Teachers claim new evaluation system has flaws

Louisiana’s new method for evaluating public school teachers is flawed because some educators are getting failing marks even though their students are among the highest performing in the state, a Republican state lawmaker said.

“This is nothing short of ridiculous,” said state Rep. Alan Seabaugh, R-Shreveport, in an Oct. 2 email to education officials around the state.

State Superintendent of Education John White said that, while the issue appears to be isolated, he plans to meet with teachers at the school Oct. 18 to hear their concerns.

The focus is on preliminary data for teachers at South Highlands Elementary Magnet School in Shreveport, which is the top-rated elementary school in the state.

The crux of the problem, Seabaugh said, is that the jobs of some teachers could be in jeopardy because even high-scoring students who show drops from the previous year can result in the teachers being rated as ineffective.

“You literally have the most successful teachers in the state being told that they are highly ineffective,” Seabaugh said in a telephone interview.

The concerns stem from a 2010 law that changed the way the state reviews the job performance of public school teachers.

Starting with the current school year, half of a teacher’s job review will be linked to the growth of student performance, including how students fared on the standardized LEAP and iLEAP tests compared to previous years.

LEAP is a skills test that fourth-graders have to pass for promotion.

ILEAP is a test given to third-graders, but students do not have to pass it to advance.

Gov.
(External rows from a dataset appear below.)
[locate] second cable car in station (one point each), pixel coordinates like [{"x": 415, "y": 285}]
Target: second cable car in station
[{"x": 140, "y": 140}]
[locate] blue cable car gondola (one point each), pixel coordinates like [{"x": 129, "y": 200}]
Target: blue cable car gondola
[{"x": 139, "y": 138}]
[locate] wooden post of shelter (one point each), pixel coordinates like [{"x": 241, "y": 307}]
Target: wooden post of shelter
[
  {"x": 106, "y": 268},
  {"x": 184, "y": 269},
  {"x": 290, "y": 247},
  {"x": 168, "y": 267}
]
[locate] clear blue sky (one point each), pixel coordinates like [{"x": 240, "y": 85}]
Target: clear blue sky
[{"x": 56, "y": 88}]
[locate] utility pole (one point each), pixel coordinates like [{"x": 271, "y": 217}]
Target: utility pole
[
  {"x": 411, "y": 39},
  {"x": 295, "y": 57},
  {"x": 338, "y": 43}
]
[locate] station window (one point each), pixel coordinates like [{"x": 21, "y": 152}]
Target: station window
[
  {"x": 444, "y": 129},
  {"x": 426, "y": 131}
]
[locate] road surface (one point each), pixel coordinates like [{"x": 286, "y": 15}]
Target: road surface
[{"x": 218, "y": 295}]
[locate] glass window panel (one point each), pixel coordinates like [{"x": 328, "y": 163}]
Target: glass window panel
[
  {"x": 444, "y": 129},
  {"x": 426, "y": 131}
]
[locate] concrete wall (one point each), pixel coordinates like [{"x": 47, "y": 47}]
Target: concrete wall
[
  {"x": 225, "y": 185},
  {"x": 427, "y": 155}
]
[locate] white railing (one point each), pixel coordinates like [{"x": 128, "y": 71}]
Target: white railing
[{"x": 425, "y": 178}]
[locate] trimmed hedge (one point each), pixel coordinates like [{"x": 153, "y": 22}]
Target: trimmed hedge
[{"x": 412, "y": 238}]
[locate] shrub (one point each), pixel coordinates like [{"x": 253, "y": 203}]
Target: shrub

Bobby Jindal and other backers of the change said it will provide substantive checks on the performance of about 60,000 teachers, which they say will improve student achievement.

Critics call the new evaluations flawed and likely to unfairly penalize top-flight educators.

Seabaugh said red flags went up when officials at South Highlands, while planning for the change, tried to see how teachers might fare this year by comparing test results from the 2010-11 school year with the 2011-12 school year.

Earlier this year, Seabaugh said, 92 percent of fourth-graders at the school scored at the highest or second highest level in English on the LEAP test, 89 percent in math, 85 percent in social studies and 84 percent in science.

“Clearly, the principal, teachers and staff are doing a wonderful job,” he said in his letter.

But all three fourth-grade teachers who received ratings were judged to be “highly ineffective” and among the lowest performing teachers in the state, Seabaugh said.

While the LEAP scores were high for 2012, he said, some represented drops from how the students did in 2011 on iLEAP in the third grade.

That means the state views the teachers as failing to provide the growth needed for a satisfactory rating.

If the same thing happens when the tests are given in the spring, Seabaugh said, those teachers will be denied pay raises and face dismissal if they get similar marks in 2014.

He said the issue can be repaired by the state Board of Elementary and Secondary Education, which sets policies for nearly 700,000 students statewide.

Walter Lee, a member of BESE who lives in Mansfield, said he shares Seabaugh’s concerns and has asked White to look into the issue.

“It does look like that needs to be addressed,” said Lee, who is superintendent of the DeSoto Parish school system.

White said one plan under consideration would allow for slightly different evaluation methods in cases where a majority of students has scored at the top levels on key tests. “This is not a common situation,” White said.

Seabaugh said Thursday he is encouraged by talks of a resolution.

Kim Hebert, a fourth-grade teacher at Mulberry Elementary School in Houma, said Thursday that while she does want to undercut concerns at South Highlands, she has not seen the problems they complained about.

Hebert said she has earned “highly effective” ratings for the past three years during pilot projects on the new evaluations at a school rated “A plus” and that even high-achieving students are expected to show annual academic growth.